Can you generate all unitary operators from the unit ball of Hermitian operators?

Question

I know that the exponential map $\mathcal H\rightarrow \mathcal U$ is surjective where $\mathcal H$ is the set of all skew hermitian matrices and $\mathcal U$ is the set of all unitary matrices of some fixed rank $n$, however what if we restrict to the unit ball of the skew hermitians? Can every unitary be written as $e^{tH}$ for some $H$ with $\|H\|\leq 1$ and $t\in[0,2\pi)$?

Answer 1

The unit ball of skew hermitians has the sup norm of the spectrum equal to $1,$ the spectrum being purely imaginary. So the answer is "yes".

Answer 2

I believe that I have at least a partial solution and I invite others to suggest edits to finish off the proof, or provide your own answer filling in the remaining details.

Let $U$ be a unitary operator, then $U=\exp(iH)$ for some hermitian operator $H$. Note that all skew hermitians can be expressed as $iH$ for some hermitian $H$, so I can write my skew hermitians in this form without loss of generality. Now taking the complex logarithm of $U$, it follows that $$\log(U) = iH+2\pi ik I$$ for all integers $k\in\mathbb{Z}$. Thus find some $m\in\mathbb{Z}$ such that $\|iH +2\pi imI\|\leq 1$ and define $X:=iH +2\pi imI$.
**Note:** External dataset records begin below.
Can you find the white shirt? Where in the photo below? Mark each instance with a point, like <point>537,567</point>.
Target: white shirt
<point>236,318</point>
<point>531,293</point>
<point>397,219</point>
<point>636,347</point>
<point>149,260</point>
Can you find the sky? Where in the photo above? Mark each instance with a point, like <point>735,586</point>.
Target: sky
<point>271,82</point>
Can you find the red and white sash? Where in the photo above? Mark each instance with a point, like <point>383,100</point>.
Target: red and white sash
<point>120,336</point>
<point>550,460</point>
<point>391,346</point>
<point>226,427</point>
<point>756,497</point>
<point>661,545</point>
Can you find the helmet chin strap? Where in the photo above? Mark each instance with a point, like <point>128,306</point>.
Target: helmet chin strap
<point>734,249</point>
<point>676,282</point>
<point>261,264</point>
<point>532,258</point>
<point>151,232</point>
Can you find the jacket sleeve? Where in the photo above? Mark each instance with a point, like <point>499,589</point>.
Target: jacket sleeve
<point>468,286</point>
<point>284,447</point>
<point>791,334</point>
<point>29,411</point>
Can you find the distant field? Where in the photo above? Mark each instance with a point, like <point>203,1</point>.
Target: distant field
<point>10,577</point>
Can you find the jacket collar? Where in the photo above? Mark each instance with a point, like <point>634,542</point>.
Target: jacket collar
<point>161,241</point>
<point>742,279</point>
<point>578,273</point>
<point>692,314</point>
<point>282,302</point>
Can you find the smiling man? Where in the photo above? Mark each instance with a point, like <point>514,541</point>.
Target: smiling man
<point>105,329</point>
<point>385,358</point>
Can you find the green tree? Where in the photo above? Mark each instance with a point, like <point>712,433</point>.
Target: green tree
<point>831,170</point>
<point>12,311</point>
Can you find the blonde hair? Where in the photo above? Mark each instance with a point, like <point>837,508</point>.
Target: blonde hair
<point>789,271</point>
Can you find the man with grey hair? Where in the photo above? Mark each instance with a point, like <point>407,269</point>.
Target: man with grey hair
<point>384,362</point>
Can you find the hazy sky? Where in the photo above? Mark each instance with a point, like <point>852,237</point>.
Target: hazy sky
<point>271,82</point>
Now recall that for any operators $A$ and $B$, $\exp(A+B)=\exp(A)\exp(B)$ if and only if $AB=BA$. Since $iH$ and $2\pi imI$ commute, it follows that $\exp(X)=\exp(iH)\exp(2\pi imI) $. So let's examine $\exp(2\pi im I)$. Notice that

$$ \exp(2\pi imI)=\Big(\exp(2\pi iI)\Big)^m = \Big(\sum_{k=0}^\infty\frac{(2\pi iI)^k}{k!} \Big)^m = \Big(I\sum_{k=0}^\infty \frac{(2\pi i)^k}{k!}\Big)^m=e^{2\pi im}I=I$$

Therefore $\exp(X)=\exp(iH)$. The only part that remains proving is that there actually exists such an $m$, I feel like such an $m$ should exist but I'm not sure how to prove it. If anybody wants to fill in the gap here, feel free.